So he gazed at the images until one of the pictures jumped out at him: his father as a young man, proud and strong and filled with confidence, posing on a lawn with his shirt off. It was a jarring moment; remembering the frailty and loss of control he had witnessed earlier in the evening and yet seeing this portrait of great strength and confidence that resided inside the same man.
This was in January of 2020. As the months went on and the world dramatically changed around him, Morby felt an eerie similarity between his feelings of that night and the atmosphere of those spring days. Fear, anxiety, hope and resilience all churning together. The themes began twisting in his mind. History, trauma and the grand fight against time. Having the courage to dream, even while knowing the tragedy that often awaits those who dare to dream. While his father regained his strength, Morby meditated on these ideas. And then, he headed to Memphis.
- “If you go down to Memphis, please don’t go swimming in the Mississippi River.”
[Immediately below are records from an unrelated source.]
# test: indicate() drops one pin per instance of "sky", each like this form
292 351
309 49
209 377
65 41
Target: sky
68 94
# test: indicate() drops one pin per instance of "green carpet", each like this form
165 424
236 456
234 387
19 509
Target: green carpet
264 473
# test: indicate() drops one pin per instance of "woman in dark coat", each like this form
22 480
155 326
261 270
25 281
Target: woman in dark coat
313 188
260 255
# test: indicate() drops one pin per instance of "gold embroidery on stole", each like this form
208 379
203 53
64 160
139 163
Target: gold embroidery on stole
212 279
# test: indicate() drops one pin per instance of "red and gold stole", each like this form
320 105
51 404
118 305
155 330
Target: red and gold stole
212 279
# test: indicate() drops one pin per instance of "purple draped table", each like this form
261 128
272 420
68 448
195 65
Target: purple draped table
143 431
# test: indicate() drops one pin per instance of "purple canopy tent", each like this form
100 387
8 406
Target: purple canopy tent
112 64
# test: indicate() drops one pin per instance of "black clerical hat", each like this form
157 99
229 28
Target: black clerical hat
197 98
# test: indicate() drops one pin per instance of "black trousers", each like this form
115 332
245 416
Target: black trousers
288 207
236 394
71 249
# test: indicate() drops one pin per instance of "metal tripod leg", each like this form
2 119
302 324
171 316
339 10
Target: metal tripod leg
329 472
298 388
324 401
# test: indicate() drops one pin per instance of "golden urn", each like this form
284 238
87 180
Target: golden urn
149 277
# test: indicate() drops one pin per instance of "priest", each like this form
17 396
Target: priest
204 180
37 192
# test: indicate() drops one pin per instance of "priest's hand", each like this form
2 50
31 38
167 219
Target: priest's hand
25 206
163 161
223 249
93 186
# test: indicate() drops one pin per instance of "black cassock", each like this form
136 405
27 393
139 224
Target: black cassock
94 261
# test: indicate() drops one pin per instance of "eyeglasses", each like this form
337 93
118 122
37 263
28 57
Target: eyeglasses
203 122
He had visited the city before of course. But this trip felt different. It called to him as both a place to begin writing on these new themes and also one that could further enhance his vision.
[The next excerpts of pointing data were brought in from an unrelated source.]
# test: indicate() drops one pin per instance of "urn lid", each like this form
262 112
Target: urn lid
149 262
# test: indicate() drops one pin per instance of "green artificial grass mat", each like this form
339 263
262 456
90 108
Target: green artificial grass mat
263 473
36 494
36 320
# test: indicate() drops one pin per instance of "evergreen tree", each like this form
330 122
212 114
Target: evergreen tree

“Memphis became the representation of all of the American cities and towns I wanted to talk about. Because of all it had been through, there’s a resilience there that spoke to what we were all dealing with in different ways at the time.”
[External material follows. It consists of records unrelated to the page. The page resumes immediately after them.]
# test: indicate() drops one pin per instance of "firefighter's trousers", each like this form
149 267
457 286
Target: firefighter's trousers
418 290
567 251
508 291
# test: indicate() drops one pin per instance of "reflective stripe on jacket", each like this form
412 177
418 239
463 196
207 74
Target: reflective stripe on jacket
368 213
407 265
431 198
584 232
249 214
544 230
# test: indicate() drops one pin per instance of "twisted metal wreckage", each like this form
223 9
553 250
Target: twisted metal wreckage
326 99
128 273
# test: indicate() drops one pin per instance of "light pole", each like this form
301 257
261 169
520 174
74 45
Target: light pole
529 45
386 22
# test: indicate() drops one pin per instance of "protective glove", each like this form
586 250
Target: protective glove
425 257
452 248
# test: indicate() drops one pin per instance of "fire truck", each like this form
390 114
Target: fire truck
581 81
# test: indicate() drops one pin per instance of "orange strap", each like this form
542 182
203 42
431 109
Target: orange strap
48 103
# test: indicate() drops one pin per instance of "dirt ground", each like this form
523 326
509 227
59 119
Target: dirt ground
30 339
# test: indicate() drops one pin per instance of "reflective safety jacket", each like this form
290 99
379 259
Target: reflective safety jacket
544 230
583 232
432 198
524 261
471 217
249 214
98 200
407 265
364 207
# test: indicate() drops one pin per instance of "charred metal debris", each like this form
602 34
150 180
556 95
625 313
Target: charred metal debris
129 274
He moved into the Peabody Hotel, Room 409. The once vibrant epicenter of the downtown had a taken on a haunted quality, further underscoring Morby’s own feelings about mortality. His days were spent paying tribute and genuflecting to the dreamers he admired. On these gray afternoons, Morby would walk to the Lorraine Motel, pausing for a moment of reflection outside and then head down to the banks of the Mississippi River, to the spot where Jeff Buckley met his end. He’d wander around the neighborhood where Jay Reatard spent his last day then drive by the Stax marquee for a brief lift in his spirits. Then cruise out past Graceland, before traversing Highway 61, letting the ghosts call to him and shape his own dreams.
It was a perfectly disparate series of inspirations, all speaking to his meditations on time and what we do with the little of it that we have. In the evening, he would return to his room and document his new ideas on a makeshift recording set-up, with just his guitar and a microphone. The songs, elegiac in nature, befitting all he had seen, poured out of him.